(This builds on the RFC to simplify content expressions)
I’ve had to explain several times that, though content expressions look like regular expressions, they aren’t – you can’t nest them, since they must be a flat sequence of node type sets with an optional repeat operator applied to them, with adjacent sets not overlapping.
The reason for these constraints is that it has to be cheap to match these, and to “make up” a piece of content that fills up the gap between existing fragments in a way that makes the content valid. Especially the latter is hard to do for arbitrary expressions.

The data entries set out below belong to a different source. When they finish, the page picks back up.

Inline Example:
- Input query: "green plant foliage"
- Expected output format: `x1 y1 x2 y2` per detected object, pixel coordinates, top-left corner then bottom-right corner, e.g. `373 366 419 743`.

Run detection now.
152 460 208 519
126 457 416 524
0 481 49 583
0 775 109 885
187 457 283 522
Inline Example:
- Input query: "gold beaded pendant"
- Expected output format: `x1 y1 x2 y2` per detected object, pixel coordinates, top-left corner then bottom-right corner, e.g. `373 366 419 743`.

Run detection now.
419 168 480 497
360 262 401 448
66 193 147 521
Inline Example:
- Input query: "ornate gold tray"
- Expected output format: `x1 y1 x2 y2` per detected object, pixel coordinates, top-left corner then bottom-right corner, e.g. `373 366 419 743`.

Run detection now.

But it recently occurred to me that if we make this a regular language and compile the expression down to a deterministic finite automaton (as explained here), matching can still be very fast, and filling-in becomes at least doable — it’d still be a branching search problem, rather than the linear one it currently is, but since I expect most content expressions to remain quite simple and linear, you’d only be paying for that if you use it, and having the automaton as a data structure makes the work that has to be done during this searching relatively cheap.
So in the interest of predictability and power, I’m thinking it might be a good idea to extend what is allowed in a content expression. The downside would be that the library would have to include the complexity that this involves. I managed to write a DSA builder in about 100 lines, but that excludes the additional complexity in the parser (which would have to become recursive). On the other hand, it would probably make some of the other code in model/src/content.js
simpler, so the total cost wouldn’t be huge.
This change could be backwards-compatible, at least as far as schema definitions are concerned, since the new system would accept strictly more expressions than the old system did.
Does anyone have an opinion on whether this would be a good idea?